Hans Zollner: Bu kongre birleşimi açısından emsalsiz. Hükümet temsilcileri, bilim insanları, büyük internet firmalarından temsilciler, Birleşmiş Milletler Çocuklara Yardım Fonu Unicef gibi büyük kuruluşlardan ve farklı dinlerden katılımcılar kongrede biraraya getirildi. Bunlar birbiriyle konuşacak ve bu konuyu ve konuya nasıl yaklaştıklarını birbirlerine anlatacaklar. Umarım herkesin konuya kendi penceresinden baktığı durum ortadan kalkacaktır. Daha sonra bir bildirge üzerinde çalışacaklar ve bu bildirgeyi Papa'ya da sunacağız. Çocuk ve gençlerin internette güvenlikli bir ortamda bulunmaları için hükümetler önemli partnerler ile görüşerek doğrudan alınabilecek önlemleri ve geleceğe yönelik planları bu bildirgeye yansıtacaklar. Bilimin de bu konuyla daha yoğun bir biçimde ilgilenmesi için onlara talepte bulunacağız.
DW: Katılımcılar arasında en büyük görevler kimlere düşüyor?
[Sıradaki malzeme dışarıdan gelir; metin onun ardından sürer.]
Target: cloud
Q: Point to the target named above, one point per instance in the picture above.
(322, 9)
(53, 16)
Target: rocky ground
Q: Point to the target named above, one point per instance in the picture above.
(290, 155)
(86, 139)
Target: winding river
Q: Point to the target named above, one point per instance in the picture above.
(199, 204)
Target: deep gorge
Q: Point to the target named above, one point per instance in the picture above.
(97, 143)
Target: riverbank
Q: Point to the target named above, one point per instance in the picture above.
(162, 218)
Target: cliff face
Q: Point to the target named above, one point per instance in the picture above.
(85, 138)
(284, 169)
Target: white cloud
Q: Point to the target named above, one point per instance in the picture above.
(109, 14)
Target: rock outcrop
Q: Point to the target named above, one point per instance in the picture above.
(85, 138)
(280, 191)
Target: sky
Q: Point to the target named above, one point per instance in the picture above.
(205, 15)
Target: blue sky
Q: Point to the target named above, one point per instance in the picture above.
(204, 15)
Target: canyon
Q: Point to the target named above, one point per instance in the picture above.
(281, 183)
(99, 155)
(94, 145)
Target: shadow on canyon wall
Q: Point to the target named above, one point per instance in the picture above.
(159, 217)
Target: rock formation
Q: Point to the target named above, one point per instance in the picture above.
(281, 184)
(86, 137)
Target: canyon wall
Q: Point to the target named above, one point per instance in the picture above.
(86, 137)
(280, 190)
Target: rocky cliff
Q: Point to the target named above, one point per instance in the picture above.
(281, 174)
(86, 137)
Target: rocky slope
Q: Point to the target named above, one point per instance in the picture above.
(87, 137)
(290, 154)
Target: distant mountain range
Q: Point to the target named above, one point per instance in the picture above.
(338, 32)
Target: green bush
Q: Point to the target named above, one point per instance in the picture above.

Hans Zollner: Tabii ki internette hizmet sunanlara, Facebook, Google ve Twitter gibi internetteki sosyal medya ve platformlara büyük görev düşüyor. Kendi yönetmelikleri çerçevesinde bir şeyler yapıyorlar ama bu yeterli değil. Facebook gibi bir şirket yaklaşık 2 milyar insana ulaşıyorsa, hükümetlerin bazı şeyleri yasaklamaları konusunda bu şirketleri zorlama imkanı pek bulunmuyor. Eğer hizmet sağlayıcı şirket başka bir ülkede faaliyet gösteriyorsa, o şirketten hesap sormak güçleşiyor. Hükümetler ile holdingler arasındaki diyalog çok önemli kalmaya devam edecek.
DW: Peki internetteki şirketlere nasıl baskı yapılabilir?
Hans Zollner: Baskı sadece etik ve yasalar yoluyla olabilir. Bizim tarafımızda Papa olduğu için etik otoritemiz çok sayıda insan tarafından kabul görüyor. Bu nedenle uluslararası birtakım kuruluşlar aracılığıyla dünya çapında ortak kuralların geçerli olmasının talep edilmesini ümit ediyoruz.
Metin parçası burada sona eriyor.